What a joy it was, though. Thankfully, he let me off with just doing the Challenge distance which was basically 4 x 20km days and 2 x 12km days. The route for this run is absolutely magnificent, starting off in Zawiyat Ahansal and ending in Imlil, which basically takes you right across the Atlas range. And, yes, that does mean a lot of crazy ups and downs through excruciatingly beautiful scenery.
There were 57 of us on the start line: 24 Moroccans and 33 from all around the world. We got a send off from the whole village, including little Berber girls who had gathered flowers for us, and the cheers and clapping followed us right up into the first pass, where the mountain stillness took over.
That first day started with a 1115 metre ascent and was to be pretty typical. We passed through a lush river valley where the walnut trees were in full leaf, climbing up to a rocky pass studded with shapely juniper trees and opening out on to huge views. There were encounters with little Berber children and their pretty mothers leading donkeys carrying firewood; the inevitable invitations to tea and a chorus of “Otormeet?” which means “Are you tired” in the Berber language, Tashlaheet. Of course, I lied and said, “Oho!” – “No!”.

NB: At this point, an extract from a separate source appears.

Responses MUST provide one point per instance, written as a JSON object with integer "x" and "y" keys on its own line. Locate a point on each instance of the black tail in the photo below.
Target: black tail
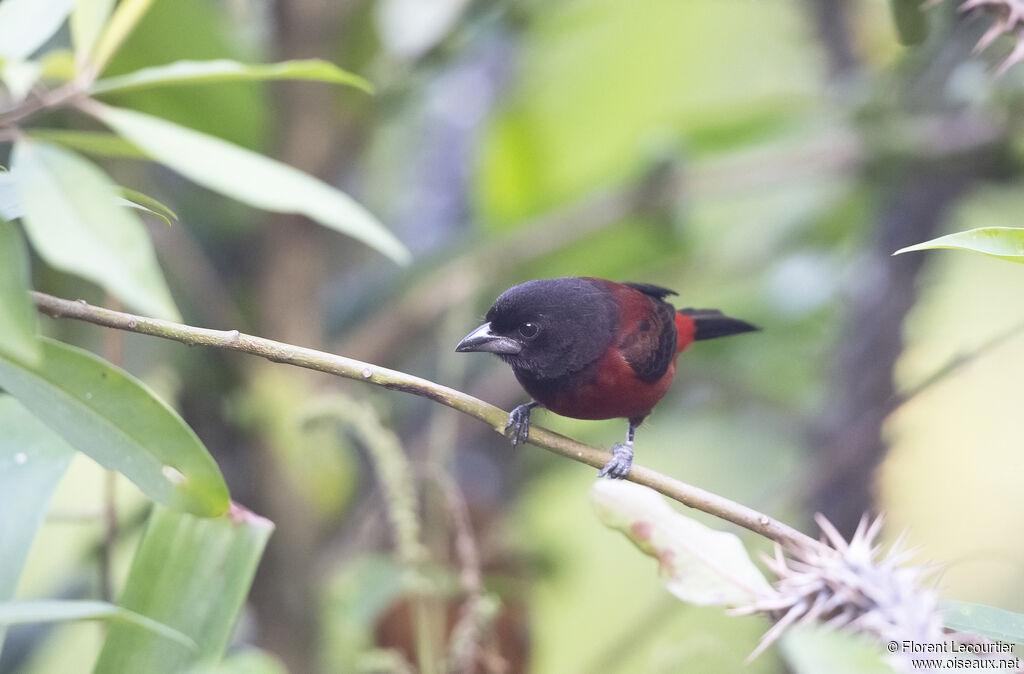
{"x": 712, "y": 323}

Our nights were mainly in gites along the route so were luxuriously comfortable with mattresses and pillows, showers and toilets and big plates of couscous or tagine for supper.
On the third day of the race, it was my birthday. That night, the Berber boys broke out the drums, and the party started. You wouldn’t think that anyone could have that much fun on a cup of mint tea, but we did. And you certainly wouldn’t think that they had just run three marathons over rocky trails with around 2000 metres of ascent in each and had three more to go. After about an hour, I decided to head off to bed and was in the loo when I heard a voice,
” Alice, Alice. Come. Come.”
“Mohamad, I am in the toilet.”
“No problem, it’s not time to go to bed, come, come.”
I went back downstairs and from nowhere, Mohamad had magicked up a plate of sweet Shebakiyya and some candles and had found a set of robes and a black headdress to be transformed into a whirling dervish. The party continued.
What I loved about this experience was the camaraderie: with the Moroccan runners who I got to chat to only at the gite as they were running about ten times as fast as me, my two fellow journalists Kirsten and Jackie and the other Challenge runners. People were tired and sore but overwhelmingly good humoured and happy to share the adventures of the day.
The other thing that I loved was the ability to be totally alone in the mountains. Often I could see no-one ahead of me and no-one behind me. I could hear nothing apart from the wind, bird song and sometimes herds of goats. I could feel the sun on my head and the hurt in my legs. All around me, just mountains.
One memory is clearer than the rest. I was running down a steep hill towards a valley. As the route flattened ahead of me, there was a herd of fat sheep grazing to my right. Suddenly, I crashed into a wall of scent. The sheep were grazing on wild thyme and as they crushed it beneath their feet, the fresh, sweet tangy smell rose up to surround me.